The researchers found that the potential benefit of any vaccine is highly dependent on the number of circulating virus at the time of its introduction in a community. When the viral spread, measured by the Rt factor, is relatively low, a vaccine with relatively low efficacy—for example 25%—has greater benefits on the morbidity and mortality rates that a much effective vaccine—for example 75%—introduced when the viral spread is relatively high. Where a vaccine lands, has consequences.

This study buttresses the opinions of many health care experts who are warning the public at large that only an effective vaccination drive with a good product will not magically erase the human, social and economic consequences of the pandemic.

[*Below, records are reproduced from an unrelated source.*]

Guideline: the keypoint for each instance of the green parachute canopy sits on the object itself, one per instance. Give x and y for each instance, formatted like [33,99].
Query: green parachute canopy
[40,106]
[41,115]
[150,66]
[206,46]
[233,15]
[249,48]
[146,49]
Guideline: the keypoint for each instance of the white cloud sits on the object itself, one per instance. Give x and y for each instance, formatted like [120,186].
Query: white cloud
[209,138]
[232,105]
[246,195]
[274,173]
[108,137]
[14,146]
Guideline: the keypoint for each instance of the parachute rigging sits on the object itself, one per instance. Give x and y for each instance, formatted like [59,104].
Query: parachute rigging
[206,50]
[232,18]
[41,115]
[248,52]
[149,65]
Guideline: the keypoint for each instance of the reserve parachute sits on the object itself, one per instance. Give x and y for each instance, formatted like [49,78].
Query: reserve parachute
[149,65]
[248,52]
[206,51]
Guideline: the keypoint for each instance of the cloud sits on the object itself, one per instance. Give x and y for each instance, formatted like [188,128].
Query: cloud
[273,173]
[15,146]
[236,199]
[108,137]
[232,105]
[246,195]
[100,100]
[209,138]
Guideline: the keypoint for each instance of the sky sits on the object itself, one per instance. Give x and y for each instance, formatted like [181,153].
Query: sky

We must still continue to use the Social Distancing guidelines for many months to come.

Note. On December 10, the experts’ panel of the FDA recommended the Pfizer BioNtech vaccine for human use. On December 14, the first American citizen, an Intensive Care nurse in a Long Island hospital, was the first patient to get vaccinated. On December 17, the FDA panel will review the results of the Moderna vaccine. Let’s pray for the best!

Stay distant. Stay safe. Stay beautiful.